The swine flu epidemic of 2009 caught Mexico, the United States and Canada by surprise. The entire world was on edge learning that a potentially worldwide epidemic was occurring. The swine flu appeared in Mexico first. This then spread sporadically northward towards the US and spread slowly to other countries. This was thought because of the frequency of people traveling through the air. Recorded infections around the world were confirmed but the initial few weeks proved that the virus was much less infectious than first thought. This made health officials sigh with relief, but the effort to ensure that the virus stayed a minimal risk, deployment of vaccination was carried out as quickly as possible.
Within months, the vaccines were made available to the public. The first to receive the vaccinations were the officials and important members of the government and their families. This was then extended to the greater public after the initial vaccines were deployed. This eventually led to a shortage of the vaccine and created a worrisome scare to the portions of the United States which fell short. With the increase in cases that were making themselves evident, it seemed inevitable that the disease would spread like wildfire.

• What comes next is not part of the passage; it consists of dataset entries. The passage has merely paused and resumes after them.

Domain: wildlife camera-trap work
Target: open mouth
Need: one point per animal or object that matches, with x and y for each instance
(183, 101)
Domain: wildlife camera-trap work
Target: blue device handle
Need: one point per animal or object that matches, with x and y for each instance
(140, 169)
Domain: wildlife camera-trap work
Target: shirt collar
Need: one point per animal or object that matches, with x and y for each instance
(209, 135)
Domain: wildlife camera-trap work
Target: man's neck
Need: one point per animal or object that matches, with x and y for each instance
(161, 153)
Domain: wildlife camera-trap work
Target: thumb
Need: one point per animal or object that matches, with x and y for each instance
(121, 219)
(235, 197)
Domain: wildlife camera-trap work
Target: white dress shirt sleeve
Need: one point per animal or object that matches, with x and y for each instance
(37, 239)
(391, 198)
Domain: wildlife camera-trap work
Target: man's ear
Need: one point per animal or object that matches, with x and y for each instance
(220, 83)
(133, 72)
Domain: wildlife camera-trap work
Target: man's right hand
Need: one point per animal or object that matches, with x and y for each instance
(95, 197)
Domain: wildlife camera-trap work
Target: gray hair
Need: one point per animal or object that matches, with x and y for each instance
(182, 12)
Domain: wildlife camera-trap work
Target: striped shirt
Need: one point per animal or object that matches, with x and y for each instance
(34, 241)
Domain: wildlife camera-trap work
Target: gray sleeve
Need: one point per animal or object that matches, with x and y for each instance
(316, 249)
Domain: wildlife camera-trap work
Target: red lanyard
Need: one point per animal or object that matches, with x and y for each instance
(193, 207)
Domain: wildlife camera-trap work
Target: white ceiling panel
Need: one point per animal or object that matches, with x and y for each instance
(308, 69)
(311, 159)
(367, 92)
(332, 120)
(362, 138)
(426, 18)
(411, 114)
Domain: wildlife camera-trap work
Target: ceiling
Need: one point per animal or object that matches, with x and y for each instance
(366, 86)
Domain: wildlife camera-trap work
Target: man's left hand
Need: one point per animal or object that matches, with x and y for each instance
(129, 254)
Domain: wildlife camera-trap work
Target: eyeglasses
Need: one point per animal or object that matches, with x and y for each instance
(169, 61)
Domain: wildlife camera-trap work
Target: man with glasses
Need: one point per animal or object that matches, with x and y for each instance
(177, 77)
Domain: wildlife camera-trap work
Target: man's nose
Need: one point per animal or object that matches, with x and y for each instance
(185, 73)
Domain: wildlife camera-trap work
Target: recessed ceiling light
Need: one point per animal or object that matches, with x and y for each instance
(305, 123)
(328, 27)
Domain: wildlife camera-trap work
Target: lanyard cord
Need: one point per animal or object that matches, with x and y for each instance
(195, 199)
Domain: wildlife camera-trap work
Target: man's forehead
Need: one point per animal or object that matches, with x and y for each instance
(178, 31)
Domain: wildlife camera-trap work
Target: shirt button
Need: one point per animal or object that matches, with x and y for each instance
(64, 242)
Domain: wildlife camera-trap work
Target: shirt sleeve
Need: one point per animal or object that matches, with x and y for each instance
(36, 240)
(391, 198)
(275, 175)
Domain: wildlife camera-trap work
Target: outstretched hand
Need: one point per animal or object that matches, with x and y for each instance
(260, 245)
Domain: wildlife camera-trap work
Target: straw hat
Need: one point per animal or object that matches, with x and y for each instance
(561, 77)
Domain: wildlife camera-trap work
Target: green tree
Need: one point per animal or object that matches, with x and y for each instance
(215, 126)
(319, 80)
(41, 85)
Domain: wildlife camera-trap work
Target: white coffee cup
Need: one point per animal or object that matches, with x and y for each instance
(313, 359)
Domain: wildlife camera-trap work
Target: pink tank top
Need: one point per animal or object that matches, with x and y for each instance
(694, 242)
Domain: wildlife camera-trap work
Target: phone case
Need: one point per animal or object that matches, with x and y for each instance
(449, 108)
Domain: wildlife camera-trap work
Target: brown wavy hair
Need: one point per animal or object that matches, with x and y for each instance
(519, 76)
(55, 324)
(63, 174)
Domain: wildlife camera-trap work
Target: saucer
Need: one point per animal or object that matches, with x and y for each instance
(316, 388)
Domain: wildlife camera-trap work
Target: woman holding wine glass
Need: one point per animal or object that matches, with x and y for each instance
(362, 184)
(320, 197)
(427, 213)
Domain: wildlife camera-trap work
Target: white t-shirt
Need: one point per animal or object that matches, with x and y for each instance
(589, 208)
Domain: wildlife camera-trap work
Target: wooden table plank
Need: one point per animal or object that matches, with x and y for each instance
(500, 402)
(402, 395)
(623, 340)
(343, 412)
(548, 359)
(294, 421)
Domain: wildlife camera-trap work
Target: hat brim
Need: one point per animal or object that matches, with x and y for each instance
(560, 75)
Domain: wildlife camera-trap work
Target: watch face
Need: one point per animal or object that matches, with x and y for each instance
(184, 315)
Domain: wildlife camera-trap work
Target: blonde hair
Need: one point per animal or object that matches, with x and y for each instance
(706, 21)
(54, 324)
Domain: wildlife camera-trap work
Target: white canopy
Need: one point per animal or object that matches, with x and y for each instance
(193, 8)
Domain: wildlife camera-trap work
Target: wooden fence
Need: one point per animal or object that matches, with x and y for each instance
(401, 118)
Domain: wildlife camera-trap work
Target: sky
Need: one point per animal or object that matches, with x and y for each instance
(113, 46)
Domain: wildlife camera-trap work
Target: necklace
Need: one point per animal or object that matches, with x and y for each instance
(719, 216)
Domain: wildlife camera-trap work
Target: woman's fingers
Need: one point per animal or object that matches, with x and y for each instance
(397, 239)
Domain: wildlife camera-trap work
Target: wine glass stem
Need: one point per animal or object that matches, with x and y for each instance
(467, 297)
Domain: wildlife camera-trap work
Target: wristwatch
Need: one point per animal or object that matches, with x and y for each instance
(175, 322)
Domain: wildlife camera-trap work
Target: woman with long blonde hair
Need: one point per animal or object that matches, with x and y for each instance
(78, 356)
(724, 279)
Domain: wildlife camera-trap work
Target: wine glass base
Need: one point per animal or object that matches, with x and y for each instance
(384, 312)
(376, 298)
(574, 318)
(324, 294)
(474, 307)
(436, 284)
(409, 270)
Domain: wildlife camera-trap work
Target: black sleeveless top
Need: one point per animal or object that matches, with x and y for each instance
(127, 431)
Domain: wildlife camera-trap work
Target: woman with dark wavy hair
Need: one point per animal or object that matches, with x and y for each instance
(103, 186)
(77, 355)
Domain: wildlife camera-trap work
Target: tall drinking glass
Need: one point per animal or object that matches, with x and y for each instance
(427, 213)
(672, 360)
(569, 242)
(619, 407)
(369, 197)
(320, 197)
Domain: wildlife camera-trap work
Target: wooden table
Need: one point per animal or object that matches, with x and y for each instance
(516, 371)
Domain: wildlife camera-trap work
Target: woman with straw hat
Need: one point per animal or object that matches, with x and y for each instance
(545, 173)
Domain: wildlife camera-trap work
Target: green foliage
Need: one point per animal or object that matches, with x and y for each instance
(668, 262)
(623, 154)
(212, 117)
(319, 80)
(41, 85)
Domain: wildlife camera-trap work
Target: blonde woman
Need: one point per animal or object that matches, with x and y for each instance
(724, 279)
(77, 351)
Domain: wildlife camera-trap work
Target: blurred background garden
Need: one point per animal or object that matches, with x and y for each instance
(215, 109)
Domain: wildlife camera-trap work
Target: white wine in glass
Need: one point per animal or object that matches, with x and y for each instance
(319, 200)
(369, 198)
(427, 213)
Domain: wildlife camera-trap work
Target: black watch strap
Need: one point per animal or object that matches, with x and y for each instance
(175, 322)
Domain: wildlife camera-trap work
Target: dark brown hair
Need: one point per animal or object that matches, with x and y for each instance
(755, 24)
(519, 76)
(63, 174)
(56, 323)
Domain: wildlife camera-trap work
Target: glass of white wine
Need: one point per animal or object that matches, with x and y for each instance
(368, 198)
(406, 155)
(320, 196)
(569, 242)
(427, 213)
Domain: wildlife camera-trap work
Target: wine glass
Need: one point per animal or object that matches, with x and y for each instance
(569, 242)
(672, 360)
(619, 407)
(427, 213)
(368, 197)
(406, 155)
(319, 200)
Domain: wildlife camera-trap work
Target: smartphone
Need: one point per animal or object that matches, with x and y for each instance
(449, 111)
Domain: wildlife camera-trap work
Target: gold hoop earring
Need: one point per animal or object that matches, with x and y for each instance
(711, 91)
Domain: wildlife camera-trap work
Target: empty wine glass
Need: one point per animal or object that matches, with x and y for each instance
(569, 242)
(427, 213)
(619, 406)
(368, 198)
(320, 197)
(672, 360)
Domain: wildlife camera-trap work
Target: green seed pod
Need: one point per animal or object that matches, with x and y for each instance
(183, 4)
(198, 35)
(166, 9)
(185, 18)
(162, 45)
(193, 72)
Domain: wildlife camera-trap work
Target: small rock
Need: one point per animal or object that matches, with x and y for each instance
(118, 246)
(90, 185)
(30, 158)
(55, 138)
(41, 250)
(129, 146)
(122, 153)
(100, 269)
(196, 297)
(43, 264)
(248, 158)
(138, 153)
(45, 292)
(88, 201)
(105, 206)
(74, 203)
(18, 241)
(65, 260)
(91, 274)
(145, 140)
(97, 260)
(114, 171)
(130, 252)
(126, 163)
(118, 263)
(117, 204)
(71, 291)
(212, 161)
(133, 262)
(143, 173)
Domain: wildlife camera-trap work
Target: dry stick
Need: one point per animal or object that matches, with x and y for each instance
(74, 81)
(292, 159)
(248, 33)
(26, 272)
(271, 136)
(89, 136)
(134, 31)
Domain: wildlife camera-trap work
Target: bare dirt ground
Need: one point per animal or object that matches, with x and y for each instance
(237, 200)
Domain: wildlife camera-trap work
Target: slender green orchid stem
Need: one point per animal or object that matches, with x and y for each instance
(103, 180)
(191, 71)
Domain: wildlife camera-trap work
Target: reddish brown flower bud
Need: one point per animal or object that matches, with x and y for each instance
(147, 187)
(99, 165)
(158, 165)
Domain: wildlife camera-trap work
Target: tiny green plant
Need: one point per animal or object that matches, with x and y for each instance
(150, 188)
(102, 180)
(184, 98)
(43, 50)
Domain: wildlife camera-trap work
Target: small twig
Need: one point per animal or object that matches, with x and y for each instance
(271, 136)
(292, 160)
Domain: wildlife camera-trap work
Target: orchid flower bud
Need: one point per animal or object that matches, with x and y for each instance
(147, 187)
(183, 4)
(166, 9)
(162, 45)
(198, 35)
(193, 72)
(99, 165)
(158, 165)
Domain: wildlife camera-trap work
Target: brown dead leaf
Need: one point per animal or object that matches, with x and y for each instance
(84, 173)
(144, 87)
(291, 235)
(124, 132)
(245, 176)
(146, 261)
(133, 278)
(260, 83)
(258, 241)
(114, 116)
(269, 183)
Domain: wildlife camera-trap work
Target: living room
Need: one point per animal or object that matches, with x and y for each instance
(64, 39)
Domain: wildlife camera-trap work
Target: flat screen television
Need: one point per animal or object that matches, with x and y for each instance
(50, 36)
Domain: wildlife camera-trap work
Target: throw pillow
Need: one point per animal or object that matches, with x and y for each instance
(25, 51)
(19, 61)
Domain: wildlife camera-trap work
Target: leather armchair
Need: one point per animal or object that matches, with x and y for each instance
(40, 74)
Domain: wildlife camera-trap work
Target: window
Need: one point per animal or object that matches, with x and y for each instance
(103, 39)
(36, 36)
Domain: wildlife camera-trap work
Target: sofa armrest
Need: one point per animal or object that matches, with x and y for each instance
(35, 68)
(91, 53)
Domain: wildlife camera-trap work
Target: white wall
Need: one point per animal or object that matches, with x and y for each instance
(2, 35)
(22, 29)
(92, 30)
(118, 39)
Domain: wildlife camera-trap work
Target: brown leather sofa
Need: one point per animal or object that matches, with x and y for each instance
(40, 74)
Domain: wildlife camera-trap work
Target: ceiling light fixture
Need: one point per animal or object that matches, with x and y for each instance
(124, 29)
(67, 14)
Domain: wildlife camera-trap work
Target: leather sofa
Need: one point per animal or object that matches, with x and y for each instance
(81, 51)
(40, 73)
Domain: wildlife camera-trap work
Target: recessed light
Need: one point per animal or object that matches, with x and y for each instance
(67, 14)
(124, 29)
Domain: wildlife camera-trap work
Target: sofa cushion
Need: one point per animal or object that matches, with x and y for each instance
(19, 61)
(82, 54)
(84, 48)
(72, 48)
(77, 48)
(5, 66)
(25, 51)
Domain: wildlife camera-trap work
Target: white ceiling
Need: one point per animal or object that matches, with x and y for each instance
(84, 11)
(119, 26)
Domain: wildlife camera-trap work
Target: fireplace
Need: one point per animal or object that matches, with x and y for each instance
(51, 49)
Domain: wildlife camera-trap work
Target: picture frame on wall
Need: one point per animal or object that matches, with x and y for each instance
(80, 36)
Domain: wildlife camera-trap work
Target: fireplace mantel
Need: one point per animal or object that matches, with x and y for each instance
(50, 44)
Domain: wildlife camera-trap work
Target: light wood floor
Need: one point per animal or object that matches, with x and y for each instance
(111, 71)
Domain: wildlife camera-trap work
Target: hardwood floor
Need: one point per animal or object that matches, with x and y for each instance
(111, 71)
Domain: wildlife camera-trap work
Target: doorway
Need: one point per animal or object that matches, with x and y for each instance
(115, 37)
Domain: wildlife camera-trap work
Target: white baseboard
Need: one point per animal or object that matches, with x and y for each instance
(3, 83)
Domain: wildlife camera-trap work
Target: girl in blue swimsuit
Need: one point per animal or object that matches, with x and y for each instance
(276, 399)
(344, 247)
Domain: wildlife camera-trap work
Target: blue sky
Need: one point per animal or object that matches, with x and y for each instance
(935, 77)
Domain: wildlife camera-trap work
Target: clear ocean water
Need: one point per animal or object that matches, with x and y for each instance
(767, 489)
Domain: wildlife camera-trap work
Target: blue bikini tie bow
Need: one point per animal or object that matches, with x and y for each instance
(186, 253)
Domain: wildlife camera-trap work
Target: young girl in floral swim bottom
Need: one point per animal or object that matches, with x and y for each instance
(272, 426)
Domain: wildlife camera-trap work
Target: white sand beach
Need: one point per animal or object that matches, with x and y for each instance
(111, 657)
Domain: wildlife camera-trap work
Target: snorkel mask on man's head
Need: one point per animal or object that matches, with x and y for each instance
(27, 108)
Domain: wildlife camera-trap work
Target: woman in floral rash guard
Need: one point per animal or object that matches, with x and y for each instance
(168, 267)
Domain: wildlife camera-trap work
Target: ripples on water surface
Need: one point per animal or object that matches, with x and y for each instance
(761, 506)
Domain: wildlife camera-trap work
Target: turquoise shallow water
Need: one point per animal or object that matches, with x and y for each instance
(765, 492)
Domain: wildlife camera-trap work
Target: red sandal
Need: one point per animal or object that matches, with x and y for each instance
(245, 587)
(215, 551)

Near the end of the year, the vaccines were highly available when the third wave of the disease was already in motion. By this time most individuals were able to receive vaccinations, many of them offered free through several companies. Although not everyone was vaccinated against the disease, the spread seemed limited and many of the unvaccinated people went without infection. The vaccine is still available and is possible to be received by those who have not been vaccinated yet. Children require two vaccinations within a certain time frame to ensure the effectiveness of the vaccine.